Process of software building

Common names of versions during different stages in software development

Release management is the process of managing, planning, scheduling and controlling a software build through different stages and environments; it includes testing and deploying software releases.

==Relationship with processes==

Organizations that have adopted agile software development are seeing much higher quantities of releases. With the increasing popularity of agile development a new approach to software releases known as continuous delivery is starting to influence how software transitions from development to a release. One goal of continuous delivery and DevOps is to release more reliable applications faster and more frequently. The movement of the application from a "build" through different environments to production as a "release" is part of the continuous delivery pipeline. Release managers are beginning to utilize tools such as application release automation and continuous integration tools to help advance the process of continuous delivery and incorporate a culture of DevOps by automating a task so that it can be done more quickly, reliably, and is repeatable. More software releases have led to increased reliance on release management and automation tools to execute these complex application release processes.
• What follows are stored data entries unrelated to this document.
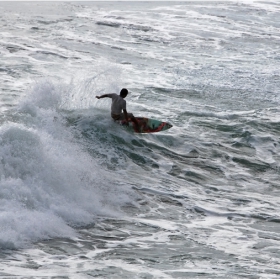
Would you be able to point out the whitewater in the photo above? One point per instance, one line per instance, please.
(82, 197)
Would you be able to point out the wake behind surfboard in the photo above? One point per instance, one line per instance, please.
(146, 125)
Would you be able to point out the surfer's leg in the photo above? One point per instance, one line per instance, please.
(133, 119)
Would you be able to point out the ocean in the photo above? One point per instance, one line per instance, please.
(82, 197)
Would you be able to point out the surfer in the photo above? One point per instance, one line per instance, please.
(118, 107)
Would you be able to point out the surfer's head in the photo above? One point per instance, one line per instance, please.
(124, 93)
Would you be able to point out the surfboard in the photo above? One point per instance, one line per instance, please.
(146, 125)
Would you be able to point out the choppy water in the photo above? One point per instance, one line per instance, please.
(80, 197)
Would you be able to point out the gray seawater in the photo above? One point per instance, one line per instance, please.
(81, 197)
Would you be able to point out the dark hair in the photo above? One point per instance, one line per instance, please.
(124, 92)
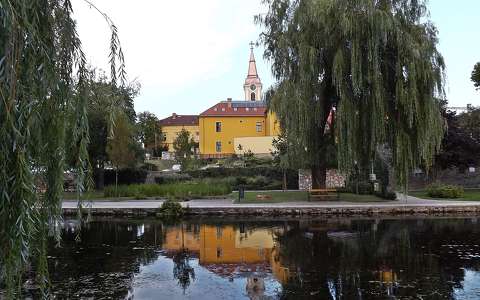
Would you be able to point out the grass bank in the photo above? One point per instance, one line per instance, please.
(298, 196)
(469, 195)
(173, 190)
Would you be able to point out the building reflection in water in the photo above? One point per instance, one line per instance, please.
(229, 251)
(320, 259)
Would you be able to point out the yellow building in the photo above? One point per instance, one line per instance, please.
(236, 127)
(172, 126)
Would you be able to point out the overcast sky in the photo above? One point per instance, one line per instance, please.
(190, 54)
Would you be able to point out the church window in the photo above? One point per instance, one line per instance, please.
(259, 126)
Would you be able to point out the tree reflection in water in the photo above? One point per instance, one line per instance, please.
(182, 271)
(377, 259)
(304, 259)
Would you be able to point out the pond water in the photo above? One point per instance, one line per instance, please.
(433, 258)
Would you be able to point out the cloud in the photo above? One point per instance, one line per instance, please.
(169, 44)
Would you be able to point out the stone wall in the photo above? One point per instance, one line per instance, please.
(470, 178)
(334, 179)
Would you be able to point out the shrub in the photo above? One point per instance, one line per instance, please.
(173, 190)
(170, 209)
(273, 175)
(387, 195)
(126, 176)
(172, 178)
(438, 190)
(149, 167)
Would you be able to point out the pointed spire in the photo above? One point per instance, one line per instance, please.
(252, 66)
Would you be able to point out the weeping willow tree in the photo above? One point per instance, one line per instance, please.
(371, 65)
(42, 92)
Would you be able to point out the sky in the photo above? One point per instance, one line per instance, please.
(189, 54)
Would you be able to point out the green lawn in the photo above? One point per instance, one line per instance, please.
(295, 196)
(89, 195)
(469, 195)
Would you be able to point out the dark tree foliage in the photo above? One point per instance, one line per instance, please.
(43, 92)
(184, 146)
(476, 76)
(150, 132)
(459, 148)
(373, 63)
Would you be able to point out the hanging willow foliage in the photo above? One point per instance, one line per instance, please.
(42, 92)
(373, 62)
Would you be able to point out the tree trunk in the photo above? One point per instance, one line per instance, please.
(100, 177)
(116, 181)
(319, 176)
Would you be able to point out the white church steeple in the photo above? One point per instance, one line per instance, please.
(253, 85)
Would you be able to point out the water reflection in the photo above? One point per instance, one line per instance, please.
(308, 259)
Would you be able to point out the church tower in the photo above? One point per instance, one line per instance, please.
(253, 85)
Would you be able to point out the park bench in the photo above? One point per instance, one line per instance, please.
(322, 194)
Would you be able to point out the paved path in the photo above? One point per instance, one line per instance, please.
(226, 203)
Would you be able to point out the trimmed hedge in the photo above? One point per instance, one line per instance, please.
(126, 176)
(438, 190)
(172, 178)
(260, 177)
(176, 191)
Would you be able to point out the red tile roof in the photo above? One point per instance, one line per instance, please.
(179, 120)
(236, 108)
== Relationship with ITIL/ITSM ==
In organizations that manage IT operations using the IT service management paradigm, specifically the ITIL framework, release management will be guided by ITIL concepts and principles. There are several formal ITIL processes that are related to release management, primarily the release and deployment management process, which "aims to plan, schedule and control the movement of releases to test and live environments", and the change enablement process. In ITIL organizations, releases tend to be less frequent than in an agile development environment. Release processes are managed by IT operations teams using IT service management ticketing systems, with less focus on automation of release processes.